Volume 19 , Issue 2 , PP: 64-81, 2025 | Cite this article as | XML | Html | PDF | Full Length Article
Mona Ahmed Yassen 1 * , El-Sayed M. El-kenawy 2 , Mohamed Gamal Abdel-Fattah 3 , Islam Ismael 4 , Hossam El.Deen Salah Mostafa 5
Doi: https://doi.org/10.54216/FPA.190205
Wind energy is one of the fastest-growing sustainable, clean, and renewable sources, attracting significant attention and investment from many countries. However, given the substantial capital investment required for wind power plants, understanding the proposed plants’ performance becomes critical before implementation. This assessment is most effectively conducted using refined wind power predictability models and precise wind velocity data. Accurate wind forecasts are essential for informed decision-making and effective wind energy utilization. In this study, three advanced Machine Learning (ML) regression methods were applied to the TNWind dataset to predict the power output of wind turbines. The dataset variables included date and time (measured at 10-minute intervals), low-voltage active power (in kW), wind speed (in m/s), the theoretical wind power curve (in kWh), and wind direction.

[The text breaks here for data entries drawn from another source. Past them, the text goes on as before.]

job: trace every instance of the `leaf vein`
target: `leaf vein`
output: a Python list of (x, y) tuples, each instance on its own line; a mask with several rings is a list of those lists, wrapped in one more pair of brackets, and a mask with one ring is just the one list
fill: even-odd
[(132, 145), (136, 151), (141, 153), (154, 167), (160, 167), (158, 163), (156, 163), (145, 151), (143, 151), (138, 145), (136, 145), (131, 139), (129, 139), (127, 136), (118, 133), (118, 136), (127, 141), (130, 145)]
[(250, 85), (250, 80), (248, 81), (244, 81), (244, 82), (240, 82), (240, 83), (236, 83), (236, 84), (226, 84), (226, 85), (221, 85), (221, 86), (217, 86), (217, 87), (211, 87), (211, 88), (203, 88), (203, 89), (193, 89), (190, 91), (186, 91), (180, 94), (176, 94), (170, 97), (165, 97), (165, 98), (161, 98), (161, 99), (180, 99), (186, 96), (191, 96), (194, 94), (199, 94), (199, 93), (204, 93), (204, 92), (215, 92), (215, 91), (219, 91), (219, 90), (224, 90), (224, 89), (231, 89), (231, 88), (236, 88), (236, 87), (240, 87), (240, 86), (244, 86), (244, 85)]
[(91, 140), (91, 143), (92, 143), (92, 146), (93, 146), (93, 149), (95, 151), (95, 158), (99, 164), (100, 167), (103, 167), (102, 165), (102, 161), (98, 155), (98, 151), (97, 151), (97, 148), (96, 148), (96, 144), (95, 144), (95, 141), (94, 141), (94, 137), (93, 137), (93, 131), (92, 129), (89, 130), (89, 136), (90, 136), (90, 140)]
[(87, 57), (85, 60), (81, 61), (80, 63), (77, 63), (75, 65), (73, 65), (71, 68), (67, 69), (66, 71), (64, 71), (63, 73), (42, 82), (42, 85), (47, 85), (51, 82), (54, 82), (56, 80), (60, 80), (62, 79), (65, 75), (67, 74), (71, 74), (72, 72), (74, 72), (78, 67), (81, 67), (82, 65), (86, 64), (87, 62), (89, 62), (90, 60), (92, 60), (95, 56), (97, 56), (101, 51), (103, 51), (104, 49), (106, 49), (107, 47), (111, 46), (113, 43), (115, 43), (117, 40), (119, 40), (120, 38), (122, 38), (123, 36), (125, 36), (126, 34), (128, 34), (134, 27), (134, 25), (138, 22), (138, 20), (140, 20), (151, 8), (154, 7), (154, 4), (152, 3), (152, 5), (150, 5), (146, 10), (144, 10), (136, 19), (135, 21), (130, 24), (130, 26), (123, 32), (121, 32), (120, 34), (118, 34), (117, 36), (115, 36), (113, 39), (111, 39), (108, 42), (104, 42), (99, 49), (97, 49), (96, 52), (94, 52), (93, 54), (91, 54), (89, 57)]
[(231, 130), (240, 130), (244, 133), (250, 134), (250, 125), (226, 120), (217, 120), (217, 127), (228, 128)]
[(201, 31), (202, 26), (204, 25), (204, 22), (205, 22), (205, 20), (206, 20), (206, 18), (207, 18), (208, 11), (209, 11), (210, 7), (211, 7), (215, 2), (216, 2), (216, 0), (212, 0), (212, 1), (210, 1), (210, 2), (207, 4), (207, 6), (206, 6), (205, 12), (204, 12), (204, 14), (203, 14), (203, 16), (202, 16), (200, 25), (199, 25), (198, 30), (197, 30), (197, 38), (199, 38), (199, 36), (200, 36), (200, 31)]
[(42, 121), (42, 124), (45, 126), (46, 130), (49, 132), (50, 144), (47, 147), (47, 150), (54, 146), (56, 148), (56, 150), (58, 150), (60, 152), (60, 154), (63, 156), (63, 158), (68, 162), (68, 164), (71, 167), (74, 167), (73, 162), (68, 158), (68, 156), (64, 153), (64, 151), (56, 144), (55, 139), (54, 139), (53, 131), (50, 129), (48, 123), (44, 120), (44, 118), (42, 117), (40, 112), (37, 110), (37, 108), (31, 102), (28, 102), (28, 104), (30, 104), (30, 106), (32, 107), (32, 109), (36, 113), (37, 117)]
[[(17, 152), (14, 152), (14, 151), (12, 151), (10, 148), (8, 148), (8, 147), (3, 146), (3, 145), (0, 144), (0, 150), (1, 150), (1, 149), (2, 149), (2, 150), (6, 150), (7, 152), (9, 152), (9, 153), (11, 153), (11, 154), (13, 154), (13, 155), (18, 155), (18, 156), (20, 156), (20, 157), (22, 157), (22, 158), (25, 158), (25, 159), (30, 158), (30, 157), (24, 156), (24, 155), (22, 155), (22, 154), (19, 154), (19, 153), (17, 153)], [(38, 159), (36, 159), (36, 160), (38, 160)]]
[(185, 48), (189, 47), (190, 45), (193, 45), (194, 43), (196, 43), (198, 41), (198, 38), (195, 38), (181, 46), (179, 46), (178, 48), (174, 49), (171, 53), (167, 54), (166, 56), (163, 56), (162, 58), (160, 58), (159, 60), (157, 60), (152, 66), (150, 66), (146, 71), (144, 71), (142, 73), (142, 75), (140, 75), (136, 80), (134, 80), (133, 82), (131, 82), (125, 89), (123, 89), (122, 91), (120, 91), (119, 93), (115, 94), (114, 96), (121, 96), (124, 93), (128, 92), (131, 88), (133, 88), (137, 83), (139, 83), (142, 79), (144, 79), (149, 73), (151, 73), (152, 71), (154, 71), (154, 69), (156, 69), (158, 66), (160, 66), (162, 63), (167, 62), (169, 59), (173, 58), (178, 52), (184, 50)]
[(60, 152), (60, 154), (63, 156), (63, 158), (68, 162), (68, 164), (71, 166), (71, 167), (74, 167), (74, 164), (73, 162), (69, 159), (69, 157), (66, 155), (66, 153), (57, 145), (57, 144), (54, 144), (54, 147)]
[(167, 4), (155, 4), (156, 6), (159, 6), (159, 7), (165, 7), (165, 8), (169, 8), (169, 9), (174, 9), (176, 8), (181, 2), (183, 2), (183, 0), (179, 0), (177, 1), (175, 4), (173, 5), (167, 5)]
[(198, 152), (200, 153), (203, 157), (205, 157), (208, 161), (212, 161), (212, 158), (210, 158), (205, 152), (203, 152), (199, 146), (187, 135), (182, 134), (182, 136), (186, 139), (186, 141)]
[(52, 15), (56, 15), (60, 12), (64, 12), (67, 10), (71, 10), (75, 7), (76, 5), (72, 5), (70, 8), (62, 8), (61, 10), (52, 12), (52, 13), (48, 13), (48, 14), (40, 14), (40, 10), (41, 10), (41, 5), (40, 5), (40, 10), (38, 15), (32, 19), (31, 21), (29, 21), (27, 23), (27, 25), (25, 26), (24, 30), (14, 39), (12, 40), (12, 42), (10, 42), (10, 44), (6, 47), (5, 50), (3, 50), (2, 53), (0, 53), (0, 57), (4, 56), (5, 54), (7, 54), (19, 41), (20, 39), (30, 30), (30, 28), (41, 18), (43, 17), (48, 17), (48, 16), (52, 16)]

To predict wind power output, six supervised ML models were trained, including Random Forest Regressor (RF), Extreme Gradient Boosting Regressor (XGB), Gradient Boosting Regressor (GB), Support Vector Machine Regressor (SVR), K-Neighbors Regressor (KN), and Linear Regressor. The analysis revealed that the Random Forest model outperformed the others, achieving exceptional performance metrics: an R2 value of 0.97, an MAE of 0.17 and an MSE of 0.07. The analysis to identify the outcomes for wind power generation from machine learning proves that renewable energies are more capable and are a lucrative investment.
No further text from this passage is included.